Don’t just throw things on top of your refrigerator, it is okay to put things there, but plan it so it looks nice, like baskets, flowers, boxes, something that looks nice besides a hodge podge of whatever you need to get off the table tops.

Convert a kitchen closet into a pantry.  If the kitchen is small, put a glazed glass door on to open up the space.  Other options for the door are screen or to paint a door with chalkboard paint and leave notes or allow children to create art for you there.

Your pantry should have good lighting.  Under cabinet lighting works nicely in a pantry. Use the pantry floor for storage space too.  Basket, paper towels, jars and water bottles can utilize this space that is often ignored.

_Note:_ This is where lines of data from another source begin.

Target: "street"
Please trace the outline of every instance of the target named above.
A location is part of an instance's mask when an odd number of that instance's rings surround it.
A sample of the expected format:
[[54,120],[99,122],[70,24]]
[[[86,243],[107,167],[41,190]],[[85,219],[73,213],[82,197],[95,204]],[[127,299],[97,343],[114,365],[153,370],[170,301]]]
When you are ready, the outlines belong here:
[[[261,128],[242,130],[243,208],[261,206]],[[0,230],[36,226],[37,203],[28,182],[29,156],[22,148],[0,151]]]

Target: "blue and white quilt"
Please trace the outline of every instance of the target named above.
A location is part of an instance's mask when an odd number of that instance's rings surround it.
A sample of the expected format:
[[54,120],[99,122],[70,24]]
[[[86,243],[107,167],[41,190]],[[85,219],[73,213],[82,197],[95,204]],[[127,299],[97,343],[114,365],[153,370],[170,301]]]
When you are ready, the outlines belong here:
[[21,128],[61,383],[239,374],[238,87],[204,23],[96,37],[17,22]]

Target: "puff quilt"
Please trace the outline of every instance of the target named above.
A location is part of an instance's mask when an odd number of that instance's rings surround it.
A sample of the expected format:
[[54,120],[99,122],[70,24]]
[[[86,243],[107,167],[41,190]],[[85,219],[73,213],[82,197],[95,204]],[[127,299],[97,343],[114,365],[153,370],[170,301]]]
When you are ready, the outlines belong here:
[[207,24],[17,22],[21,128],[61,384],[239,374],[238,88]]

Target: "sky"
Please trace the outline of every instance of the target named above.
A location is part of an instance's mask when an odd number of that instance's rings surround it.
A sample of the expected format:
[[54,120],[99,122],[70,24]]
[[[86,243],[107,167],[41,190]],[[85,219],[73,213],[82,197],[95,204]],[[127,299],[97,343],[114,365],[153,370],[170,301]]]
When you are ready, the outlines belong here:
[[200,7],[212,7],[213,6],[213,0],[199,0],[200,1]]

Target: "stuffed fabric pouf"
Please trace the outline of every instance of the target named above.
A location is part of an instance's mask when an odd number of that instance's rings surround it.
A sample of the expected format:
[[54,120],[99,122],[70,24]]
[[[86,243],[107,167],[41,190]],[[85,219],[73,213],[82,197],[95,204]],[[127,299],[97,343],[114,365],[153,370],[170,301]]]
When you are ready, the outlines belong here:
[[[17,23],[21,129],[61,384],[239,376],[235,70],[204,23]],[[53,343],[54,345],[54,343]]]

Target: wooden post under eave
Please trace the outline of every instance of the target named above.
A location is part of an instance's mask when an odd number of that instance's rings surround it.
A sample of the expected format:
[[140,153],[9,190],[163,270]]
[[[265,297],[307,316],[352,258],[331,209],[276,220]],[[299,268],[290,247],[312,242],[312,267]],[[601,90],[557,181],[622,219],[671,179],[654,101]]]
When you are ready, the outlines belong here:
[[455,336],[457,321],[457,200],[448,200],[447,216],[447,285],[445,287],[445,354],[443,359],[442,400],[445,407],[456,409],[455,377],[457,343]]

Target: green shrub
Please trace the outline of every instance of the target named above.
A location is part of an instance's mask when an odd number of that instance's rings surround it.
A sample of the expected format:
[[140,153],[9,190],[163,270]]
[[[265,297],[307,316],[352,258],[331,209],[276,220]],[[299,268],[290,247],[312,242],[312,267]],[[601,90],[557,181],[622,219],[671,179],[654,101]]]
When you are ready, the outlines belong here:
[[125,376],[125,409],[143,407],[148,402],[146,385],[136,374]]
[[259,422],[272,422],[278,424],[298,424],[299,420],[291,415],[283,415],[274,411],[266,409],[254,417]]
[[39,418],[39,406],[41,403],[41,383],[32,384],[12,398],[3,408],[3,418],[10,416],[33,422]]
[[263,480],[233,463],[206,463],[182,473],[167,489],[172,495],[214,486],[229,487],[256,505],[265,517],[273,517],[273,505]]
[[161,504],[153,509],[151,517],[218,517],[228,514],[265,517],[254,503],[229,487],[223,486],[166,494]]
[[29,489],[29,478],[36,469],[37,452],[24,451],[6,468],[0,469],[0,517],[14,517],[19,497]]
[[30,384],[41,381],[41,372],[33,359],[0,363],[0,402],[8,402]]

There are so many clever ways to add organization and storage to a kitchen.  You are almost always rewarded with time saved and frustration avoided when you know where to find something and everything is in its place!

I’d love to hear your results after you get cleaning and organizing!

Be Well!

~Karen , Your Wellness Warrior

Big Bonus Time!

While you are in the kitchen…

Get rid of processed foods!  Yes, you heard me…everything with a label on it! This will get the most harmful clutter from your kitchen.

My ideal kitchen would be without a microwave, bpa’s, gmo’s and anything processed! 

 

Now, go take a look at your kitchen!  What can you throw in the dumpster to make your kitchen work for you?